Databricks Community

eq · ‎10-13-2021

Currently, we are investigating how to effectively incorporate databricks latest feature for orchestration of tasks - Multi-task Jobs.

The default behaviour is that a downstream task would not be executed if the previous one has failed for some reason.

So the question is: Is it currently possible to have an onComplete status (similar to those in Azure Data Factory or SQL Server Integration services-SSIS) that regardsless of the task success or failure we can continue with the workflow and execute the next tasks.

Hubert-Dudek · ‎10-13-2021

Save repr(e) (and other error details if needed) to database of your choice (can be also databricks table on dbfs) with status column (example 0 failed, 1 success). In next job you can read status of previous job and behave depends on it.
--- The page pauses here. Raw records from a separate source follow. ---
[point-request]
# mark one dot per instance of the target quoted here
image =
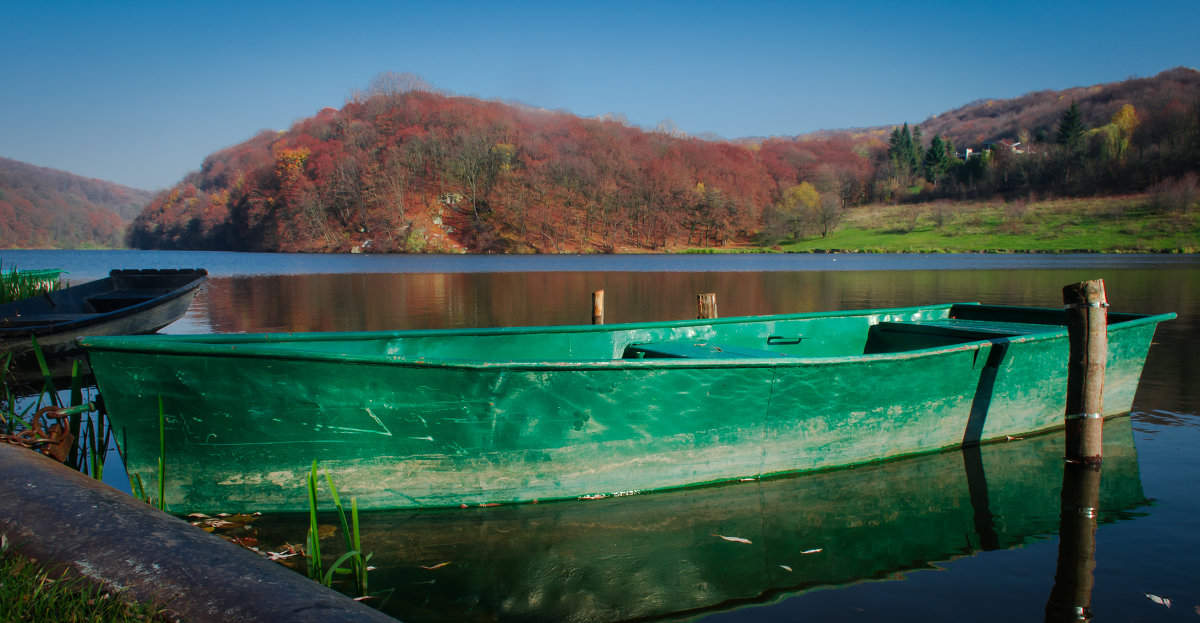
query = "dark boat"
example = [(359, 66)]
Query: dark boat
[(124, 303)]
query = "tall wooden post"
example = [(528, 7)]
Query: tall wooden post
[(1087, 318), (598, 306)]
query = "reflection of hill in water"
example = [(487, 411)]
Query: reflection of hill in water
[(661, 555)]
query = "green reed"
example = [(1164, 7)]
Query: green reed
[(16, 285), (353, 556)]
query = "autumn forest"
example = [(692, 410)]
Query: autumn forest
[(402, 167)]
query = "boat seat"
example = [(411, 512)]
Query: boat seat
[(971, 329), (119, 299), (42, 318), (696, 351)]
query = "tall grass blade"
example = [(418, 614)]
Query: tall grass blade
[(75, 460), (313, 537), (162, 457)]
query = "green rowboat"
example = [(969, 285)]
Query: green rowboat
[(449, 418)]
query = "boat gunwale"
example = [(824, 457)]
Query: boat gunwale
[(263, 345)]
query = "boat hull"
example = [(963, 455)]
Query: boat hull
[(244, 420), (125, 303)]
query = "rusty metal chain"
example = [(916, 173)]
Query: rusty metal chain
[(54, 441)]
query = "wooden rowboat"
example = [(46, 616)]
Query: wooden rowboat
[(124, 303), (444, 418)]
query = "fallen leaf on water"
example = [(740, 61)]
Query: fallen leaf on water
[(1159, 600)]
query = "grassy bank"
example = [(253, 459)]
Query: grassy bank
[(33, 592), (1108, 225)]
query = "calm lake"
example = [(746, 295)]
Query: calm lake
[(957, 535)]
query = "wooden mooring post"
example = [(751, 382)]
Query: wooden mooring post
[(1071, 599), (598, 306), (1087, 313)]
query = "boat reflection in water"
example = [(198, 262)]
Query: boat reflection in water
[(684, 552)]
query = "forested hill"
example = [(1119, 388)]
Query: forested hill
[(43, 208), (405, 168)]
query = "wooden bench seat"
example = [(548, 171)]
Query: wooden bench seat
[(696, 351)]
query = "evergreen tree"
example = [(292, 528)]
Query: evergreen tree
[(1071, 127), (939, 159), (904, 151)]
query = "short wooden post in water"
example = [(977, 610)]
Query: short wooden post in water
[(598, 306), (1087, 328)]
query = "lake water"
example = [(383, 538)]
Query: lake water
[(957, 535)]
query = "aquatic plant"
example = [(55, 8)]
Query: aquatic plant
[(16, 285), (358, 562)]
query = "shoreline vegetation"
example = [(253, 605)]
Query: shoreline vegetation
[(1101, 225), (1093, 225)]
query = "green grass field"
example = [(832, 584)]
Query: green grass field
[(1108, 225)]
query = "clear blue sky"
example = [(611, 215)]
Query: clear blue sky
[(141, 93)]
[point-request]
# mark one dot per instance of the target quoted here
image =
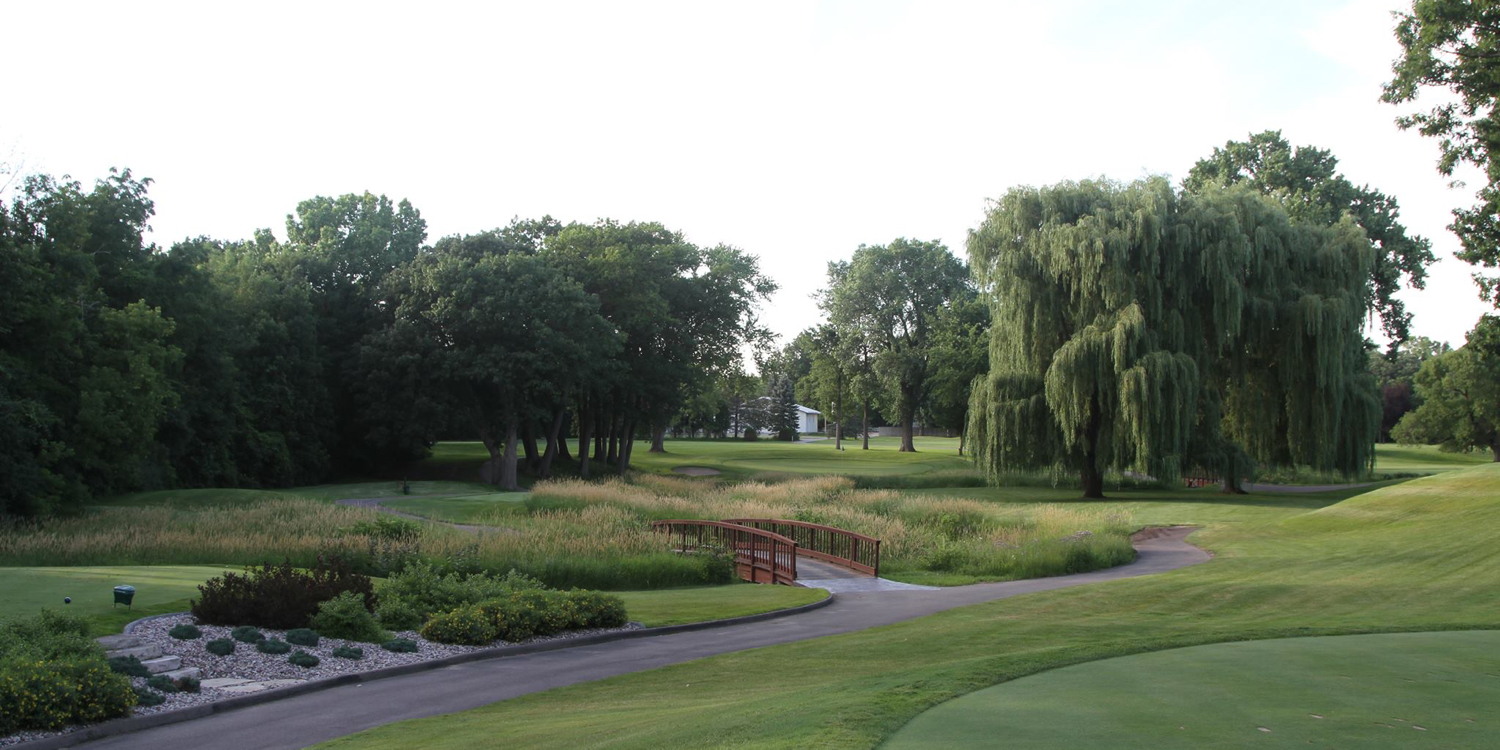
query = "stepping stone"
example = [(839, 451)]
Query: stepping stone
[(143, 651), (185, 672), (162, 663), (116, 642)]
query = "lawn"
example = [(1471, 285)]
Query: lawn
[(158, 590), (1371, 692), (1412, 557)]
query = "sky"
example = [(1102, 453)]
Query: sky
[(792, 129)]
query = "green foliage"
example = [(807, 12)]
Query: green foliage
[(128, 666), (1452, 47), (272, 645), (401, 645), (1307, 183), (1460, 396), (465, 626), (351, 653), (278, 596), (308, 638), (185, 632), (248, 635), (1196, 329), (348, 618), (303, 659)]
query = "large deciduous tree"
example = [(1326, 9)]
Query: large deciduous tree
[(1454, 47), (1307, 183), (1137, 327), (1460, 393), (891, 297)]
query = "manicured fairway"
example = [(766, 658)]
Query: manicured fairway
[(1370, 692), (675, 606), (1416, 555), (158, 590)]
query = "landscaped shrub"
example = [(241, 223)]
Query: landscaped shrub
[(147, 698), (467, 626), (347, 617), (278, 596), (302, 636), (248, 635), (303, 659), (273, 645), (54, 693), (348, 653), (185, 632), (128, 666), (401, 645)]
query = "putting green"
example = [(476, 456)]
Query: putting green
[(1370, 692)]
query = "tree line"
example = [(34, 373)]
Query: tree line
[(347, 347)]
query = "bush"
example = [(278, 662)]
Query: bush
[(348, 618), (278, 596), (185, 632), (465, 626), (78, 690), (128, 666), (273, 645), (401, 645), (302, 659), (147, 698), (303, 636), (348, 653), (248, 635)]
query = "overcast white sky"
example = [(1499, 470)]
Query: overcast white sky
[(795, 131)]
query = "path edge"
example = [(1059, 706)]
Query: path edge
[(123, 726)]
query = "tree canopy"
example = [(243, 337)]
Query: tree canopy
[(1454, 47), (1460, 393), (1143, 329)]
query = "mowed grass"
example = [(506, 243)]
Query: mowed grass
[(678, 606), (1371, 692), (158, 590), (1412, 557)]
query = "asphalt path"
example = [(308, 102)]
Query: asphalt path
[(315, 717)]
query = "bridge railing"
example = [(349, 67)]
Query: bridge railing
[(761, 557), (816, 540)]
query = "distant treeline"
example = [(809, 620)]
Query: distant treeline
[(342, 348)]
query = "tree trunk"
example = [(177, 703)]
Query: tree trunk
[(528, 441), (585, 420), (507, 465), (866, 425), (545, 467), (567, 426)]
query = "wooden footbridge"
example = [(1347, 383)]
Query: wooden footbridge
[(767, 549)]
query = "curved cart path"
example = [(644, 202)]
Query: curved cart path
[(323, 716)]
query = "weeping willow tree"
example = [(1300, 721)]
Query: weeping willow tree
[(1143, 329)]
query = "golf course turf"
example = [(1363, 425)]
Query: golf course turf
[(1410, 557), (1368, 692)]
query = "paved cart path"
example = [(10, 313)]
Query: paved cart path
[(315, 717)]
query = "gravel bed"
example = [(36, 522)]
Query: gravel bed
[(248, 663)]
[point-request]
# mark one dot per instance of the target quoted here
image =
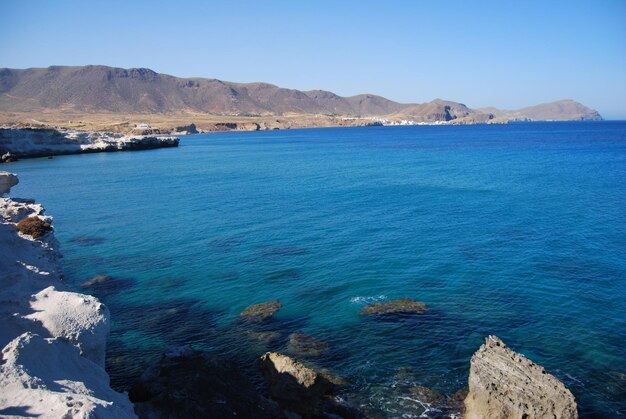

This way you can also have a nice compact log.

Theoretically in the next notebook we can have something like that (notebook A to be run via task-orchestration which run notebook B or notebook C depends on the situation):

if previous_status == 0:
  dbutils.notebook.run("notebook_to_run_when_previous_failed")
else:
  dbutils.notebook.run("notebook_to_run_when_previous_ok")

View solution in original post

Hubert-Dudek · ‎10-13-2021

It could be really nice to add there as a feature. Like run "on success", run "on failure". Something like this is in other platforms for example in Power Automate or Qlikview reloads.

Currently I am just using try/except own logic (so it doesn't fail 😉 ).

eq · ‎10-13-2021

I have also been researching on how to get this done with the try/except block. For example if we catch the error but do not raise it, just printing the error to the stdout would cause the current cell to succeeed and continue execution of the next cell and/or task in the flow.

However this is very basic and does not account for specific erros, it is just printing the error you got thus making your code in the notebook cell not to fail, but also exposing you a lot and is not considered best practise at all.

try:
   do_something()
except Exception as e:
   print(e)

Perhaps there is a smarter way to do so if you please give an example of how you achieve the onCompletion status by using the try/except block it in code would be very beneficial.

Thank you.

Hubert-Dudek · ‎10-13-2021

Save repr(e) (and other error details if needed) to database of your choice (can be also databricks table on dbfs) with status column (example 0 failed, 1 success). In next job you can read status of previous job and behave depends on it. This way you can also have a nice compact log.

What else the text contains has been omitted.